São perfeitos os dias claros, azuis e límpidos, se você tem alguém que vai deitar sob o céu com você, a fitá-lo. São perfeitos os dias escuros, cinza e nebulosos, se você tem alguém que vai dividir um cobertor e assistir (ou não) um filme com você.Quando se tem alguém, é normal prestar atenção na previsão do tempo só para saber o programa ideal.
Quando se tem alguém, não faz diferença o dogão da esquina ou aquele restaurante que você tem até que cortar as unhas dos pés para entrar. Um pastel oleoso ou um sushi, pouco importa. Quando se tem alguém só importa é estar com esse alguém.
Você toma banho, escolhe a melhor roupa, e a melhor a cueca, o melhor calçado. Escova os dentes três vezes, passa fio dental, sorri na frente do espelho a cada três minutos até sair de casa, só pra checar. Passa perfume até no cabelo, confere o hálito, os bolsos, os dentes e finalmente sai. Olha duas ou três vezes para a lojinha de doces na frente do ponto, vai até lá, compra uns chicletes de menta e volta para o ponto. Quando se tem alguém, nada pode dar errado.
Isso faz de cada passeio uma nova missão. E é sempre a melhor sensação quando no lugar combinado, depois de esperá-la por alguns quarenta minutos, encontrar de novo aquele alguém. Não importa o resto do encontro: Por esse momento, toda a ansiedade até ali já valeu. Não poderia ser melhor.

Som ambiente

A música é uma linguagem universal, teoricamente respeitada e utilizada em todos os quatro cantos do mundo. A música pode perdurar por longos anos, atravessando ainda muitas gerações. A música é seguramente a expressão artística mais distribuída pelo planeta.
Hoje a música pode ser muito facilmente acessada em computadores, aparelhos de som, televisão, eventos, etc. Isso é um fato maravilhoso, afinal todos temos uma ‘trilha sonora’, não é? Uma música para cada momento, cada lugar ou ainda para cada lembrança.
Contudo essa acessibilidade e transportabilidade da música passam a ser um problema para muita gente quando combinadas com a falta de educação de algumas pessoas. Está lá, bem visível em cada coletivo regulamentado na cidade de São Paulo, o aviso: “É proibido o uso de aparelhos sonoros. Lei municipal nº 6681/65”, mesmo assim quem desfruta diariamente de um agradabilíssimo tour a bordo de um coletivo pela cidade de São Paulo já foi obrigado a compartilhar do gosto musical de alguém que, talvez por não saber ler, ligou seu belíssimo aparelho celular, ou mp3, mp4, mp5, (...), ou mpn no auto falante.
Pobres daqueles que, como eu, devido a invencível durabilidade de seus (não) fones-de-ouvido, se vêem forçados a se entregar ao gosto musical dos não educados.

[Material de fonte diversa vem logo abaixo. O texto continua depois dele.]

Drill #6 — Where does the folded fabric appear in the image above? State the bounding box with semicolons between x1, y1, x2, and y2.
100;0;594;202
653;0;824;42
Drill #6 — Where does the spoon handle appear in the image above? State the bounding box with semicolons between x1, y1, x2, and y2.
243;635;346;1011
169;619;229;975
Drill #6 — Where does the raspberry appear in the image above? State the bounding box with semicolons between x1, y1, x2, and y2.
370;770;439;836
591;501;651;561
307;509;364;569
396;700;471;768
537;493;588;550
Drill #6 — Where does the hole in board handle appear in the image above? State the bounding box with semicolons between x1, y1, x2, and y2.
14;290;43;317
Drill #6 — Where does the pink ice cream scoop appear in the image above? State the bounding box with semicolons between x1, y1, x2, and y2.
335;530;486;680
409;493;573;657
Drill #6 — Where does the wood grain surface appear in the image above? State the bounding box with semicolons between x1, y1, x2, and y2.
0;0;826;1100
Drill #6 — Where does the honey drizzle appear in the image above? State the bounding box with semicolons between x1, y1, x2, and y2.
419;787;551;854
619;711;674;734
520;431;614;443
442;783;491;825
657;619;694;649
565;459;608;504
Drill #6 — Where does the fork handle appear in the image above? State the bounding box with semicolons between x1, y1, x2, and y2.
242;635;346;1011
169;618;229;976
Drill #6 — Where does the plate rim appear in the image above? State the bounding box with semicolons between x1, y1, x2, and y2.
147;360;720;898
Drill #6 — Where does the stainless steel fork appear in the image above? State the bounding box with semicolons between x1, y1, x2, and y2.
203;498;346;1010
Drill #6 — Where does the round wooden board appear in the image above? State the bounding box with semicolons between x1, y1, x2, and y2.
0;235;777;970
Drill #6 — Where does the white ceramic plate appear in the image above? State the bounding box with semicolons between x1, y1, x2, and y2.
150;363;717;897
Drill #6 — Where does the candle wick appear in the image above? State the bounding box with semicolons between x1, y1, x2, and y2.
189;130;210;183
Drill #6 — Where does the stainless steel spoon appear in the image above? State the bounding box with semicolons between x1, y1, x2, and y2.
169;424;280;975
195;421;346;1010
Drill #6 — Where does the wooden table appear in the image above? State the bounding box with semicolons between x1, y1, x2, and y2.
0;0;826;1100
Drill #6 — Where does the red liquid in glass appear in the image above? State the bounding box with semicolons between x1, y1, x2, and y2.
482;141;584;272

sexta-feira, 24 de julho de 2009

Aprendizagem

Quando a gente recebe um choque colocando o dedo na tomada, aprende que não é todo buraco que podemos ir enfiando o dedo. Quando nos queimamos ao tocar o ferro de passar, se sozinhos com ele enquanto a mãe foi atender ao telefone ou coisa assim, aprendemos a nos manter distantes daquela parte metálica tão quente. Quando brincamos de correr e caímos feio por pisar no cadarço desamarrado, aprendemos a amarrar bem firme, com dois laços até. Acho que o aprendizado é um processo doloroso e por vezes até violento.
Sempre dizem que é errando que se aprende. Acho isso um pouco confuso. É estranho pensar que temos de nos ferrar antes de fazer algo como deve ser realmente feito e que só assim aprendemos. É estranho e é triste também.
Se temos de errar e nos ferir toda vez que precisamos aprender algo, é masoquismo da nossa parte, então, persistir no erro? Por que levamos tanto tempo para aprender certas coisas?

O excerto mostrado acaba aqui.